Eine sehr liebe und bekanntere Tagebuchschreiberin* hier im großen elektronischen Meer schrieb erst gestern, dass Borderline wie das Wetter sei – mit Hoch- und Tiefdruckgebieten gefolgt von allen möglichen Wettererscheinungen. Im Gegensatz zum Wetter lassen sich die Hoch- und Tiefdruckgebiete von Menschen mit BPS nur sehr schwer vorhersagen. Jedenfalls für Außenstehende. Ein Betroffener selbst kann unter Umständen und mit viel Erfahrung seine inneren Wetterlagen eventuell etwas besser prognostizieren.

Wie ich bereits gestern beschrieben habe, geriet meine innere Verlaufskurve diese Woche nicht schleichend, dennoch stetig in die Rezession. Bis fast nach ganz unten in die Depression (interessant, wie sich wirtschaftliche Begriffe auch in die Psychologie übertragen lassen). Wo sie dann gestern in einer Schleife mündete, die sich mehrmals wiederholte, so ungefähr wie in einer Achterbahn, nur dieses Mal ohne Schleudergang. Oder anders gesagt: Eine langsame Fahrt, auf der einem zwar schlecht wird, sich jedoch nicht übergeben muss.

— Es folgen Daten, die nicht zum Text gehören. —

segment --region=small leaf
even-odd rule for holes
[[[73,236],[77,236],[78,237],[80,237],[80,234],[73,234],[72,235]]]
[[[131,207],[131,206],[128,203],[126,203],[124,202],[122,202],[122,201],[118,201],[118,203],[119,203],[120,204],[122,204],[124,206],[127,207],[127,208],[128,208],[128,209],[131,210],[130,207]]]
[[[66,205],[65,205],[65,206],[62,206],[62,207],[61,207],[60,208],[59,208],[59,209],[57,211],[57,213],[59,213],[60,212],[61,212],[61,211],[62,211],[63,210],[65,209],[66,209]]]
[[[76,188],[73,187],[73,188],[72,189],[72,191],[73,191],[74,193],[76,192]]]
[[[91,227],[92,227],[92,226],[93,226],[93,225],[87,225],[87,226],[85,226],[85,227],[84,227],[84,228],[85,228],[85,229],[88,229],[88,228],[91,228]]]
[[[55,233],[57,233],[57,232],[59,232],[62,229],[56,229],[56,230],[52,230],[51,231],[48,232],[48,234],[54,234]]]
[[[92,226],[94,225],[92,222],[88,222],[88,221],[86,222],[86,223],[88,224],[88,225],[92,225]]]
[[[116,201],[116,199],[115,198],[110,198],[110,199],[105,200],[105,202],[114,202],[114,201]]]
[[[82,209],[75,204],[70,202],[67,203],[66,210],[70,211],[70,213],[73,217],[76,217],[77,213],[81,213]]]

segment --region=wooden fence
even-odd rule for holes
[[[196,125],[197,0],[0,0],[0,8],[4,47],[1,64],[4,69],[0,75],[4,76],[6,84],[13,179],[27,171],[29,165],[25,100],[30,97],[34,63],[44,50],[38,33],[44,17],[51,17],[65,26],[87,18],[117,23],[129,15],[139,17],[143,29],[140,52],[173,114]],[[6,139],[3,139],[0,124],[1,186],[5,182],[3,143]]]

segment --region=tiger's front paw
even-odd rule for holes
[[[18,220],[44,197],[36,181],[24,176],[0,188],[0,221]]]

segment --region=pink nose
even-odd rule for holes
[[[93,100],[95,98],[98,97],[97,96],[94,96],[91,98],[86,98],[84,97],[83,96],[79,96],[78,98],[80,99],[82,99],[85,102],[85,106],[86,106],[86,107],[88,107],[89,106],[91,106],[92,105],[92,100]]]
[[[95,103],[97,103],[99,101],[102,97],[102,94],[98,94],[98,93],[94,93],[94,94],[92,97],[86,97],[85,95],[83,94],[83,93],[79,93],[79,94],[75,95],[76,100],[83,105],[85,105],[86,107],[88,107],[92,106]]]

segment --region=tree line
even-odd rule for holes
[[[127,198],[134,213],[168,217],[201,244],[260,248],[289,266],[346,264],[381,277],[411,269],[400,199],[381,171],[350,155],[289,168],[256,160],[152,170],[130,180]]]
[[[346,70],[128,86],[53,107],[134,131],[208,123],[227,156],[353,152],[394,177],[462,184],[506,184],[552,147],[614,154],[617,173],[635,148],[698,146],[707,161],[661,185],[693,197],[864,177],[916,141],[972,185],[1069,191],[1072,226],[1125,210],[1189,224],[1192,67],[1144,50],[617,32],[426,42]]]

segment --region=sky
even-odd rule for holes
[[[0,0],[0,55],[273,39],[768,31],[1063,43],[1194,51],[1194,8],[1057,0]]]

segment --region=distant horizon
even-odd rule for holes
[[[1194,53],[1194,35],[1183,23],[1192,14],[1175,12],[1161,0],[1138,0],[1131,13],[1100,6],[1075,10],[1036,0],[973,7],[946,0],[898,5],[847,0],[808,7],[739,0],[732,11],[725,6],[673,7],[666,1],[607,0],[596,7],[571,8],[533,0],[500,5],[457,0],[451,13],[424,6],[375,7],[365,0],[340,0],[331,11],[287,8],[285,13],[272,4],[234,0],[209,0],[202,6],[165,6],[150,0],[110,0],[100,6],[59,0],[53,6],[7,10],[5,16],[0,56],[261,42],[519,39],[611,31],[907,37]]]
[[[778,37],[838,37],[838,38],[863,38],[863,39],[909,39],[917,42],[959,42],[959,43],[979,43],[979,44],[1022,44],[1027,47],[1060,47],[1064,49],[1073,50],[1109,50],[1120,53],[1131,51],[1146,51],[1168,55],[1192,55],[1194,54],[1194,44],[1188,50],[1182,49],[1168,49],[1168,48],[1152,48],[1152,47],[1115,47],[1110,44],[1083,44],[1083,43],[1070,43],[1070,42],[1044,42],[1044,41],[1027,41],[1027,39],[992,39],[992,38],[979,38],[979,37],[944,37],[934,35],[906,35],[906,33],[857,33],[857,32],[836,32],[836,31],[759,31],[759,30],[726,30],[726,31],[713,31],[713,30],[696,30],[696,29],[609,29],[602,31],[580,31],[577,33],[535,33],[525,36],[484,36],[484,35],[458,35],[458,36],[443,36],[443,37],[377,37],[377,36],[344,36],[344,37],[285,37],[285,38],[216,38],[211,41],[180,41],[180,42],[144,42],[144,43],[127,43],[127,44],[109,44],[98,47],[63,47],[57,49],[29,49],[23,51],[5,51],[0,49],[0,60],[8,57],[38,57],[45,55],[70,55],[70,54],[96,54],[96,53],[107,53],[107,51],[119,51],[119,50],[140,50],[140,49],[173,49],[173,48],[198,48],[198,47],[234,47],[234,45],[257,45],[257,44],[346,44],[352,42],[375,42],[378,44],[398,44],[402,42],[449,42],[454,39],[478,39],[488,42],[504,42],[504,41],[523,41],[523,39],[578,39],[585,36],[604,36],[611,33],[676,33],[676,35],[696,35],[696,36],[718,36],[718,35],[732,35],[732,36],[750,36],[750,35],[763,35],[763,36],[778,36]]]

Um etwa 6.30 Uhr stiefelte heute Morgen mein 8kg-Kater über meinen Rücken. Ausschlafen war nicht. Wie fast immer. Wobei es immerhin fast acht Stunden waren. Nicht weiter schlimm, steht doch die Apokalypse in Form von Ostern vor der Tür, und alle Menschen wollen gleichzeitig einkaufen, weil morgen schließlich die Welt untergeht. Dabei waren sie alle doch erst am Donnerstag Vorräte einkaufen. Ich machte mir einen Plan für heute, so Pi mal Daumen. Außer dem Pflichtteil „Lebensmittel besorgen“ hatte ich ausnahmsweise Lust auf die Stadt. Zumindest ein Buch von Vince Ebert oder Eckart von Hirschhausen wollte ich mir besorgen. Etwas zum Lachen und Nachdenken eben.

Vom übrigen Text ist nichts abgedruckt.